Die Arbeit ist durch Abwesenheit durch Kollegen geprägt (siehe leere Autobahn). Der unvermeidliche Stress, der sich durch die Beendigung der Sommerferien ankündigt, ist schon jetzt spürbar.

Die Leere wird gefüllt durch ein paar Ebay-Auktionen von mir und das unvermeidliche Ausmisten des “Ebay-Regals”, dass schon seit vor dem letzten Umzug staub statt Geld sammelt. Die Feststellung, dass die teure UMTS-Karte von damals heute im besten Fall noch 10 EUR bringt ist ernüchternd – aber egal.

Immerhin steigen die Aktien wieder – das Aussitzen der Krise hat sich zwar noch nicht gelohnt – aber mein virtueller Verlust wird jeden Tag kleiner.

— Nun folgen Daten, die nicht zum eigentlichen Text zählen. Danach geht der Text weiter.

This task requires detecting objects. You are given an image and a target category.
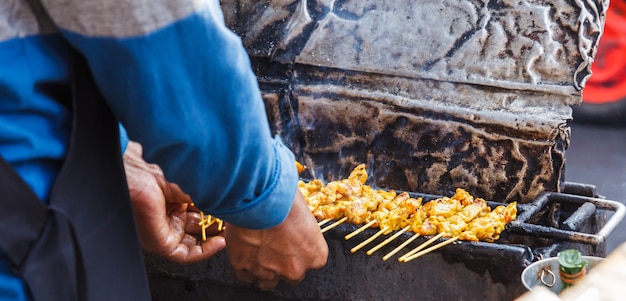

Die Haussuche und Grundstücks-suche in meiner Wohngegend ist quasi unmöglich und man muss Millionär (siehe steigende Aktien) sein um was gescheites zu bekommen. Also dauert das auch an.

Immerhin sorgt das billige Öl und die leere Autobahn dafür das ich mit meinem Bimmer (amerikanisch für BMW ) in der Regel mit 160-180 die leere linke Spur belegen kann – sofern nicht mal wieder ein Audi-Fahrer links die Spur blockiert (*zwinker – gell Makkus*).

Immerhin ist Cabrio-Wetter – leider habe ich keinen. Aber vielleicht gönne ich mir noch mal ein Motoradersatz – die Piaggio MP3 LT darf man mit Autoführerschein fahren… find ich geil und will ich unbedingt mal probe-fahren.

Sodala – so ich höre jetzt noch ein bisschen Last.fm und geniesse den ruhigen, schönen deutschen Ferien-Abend.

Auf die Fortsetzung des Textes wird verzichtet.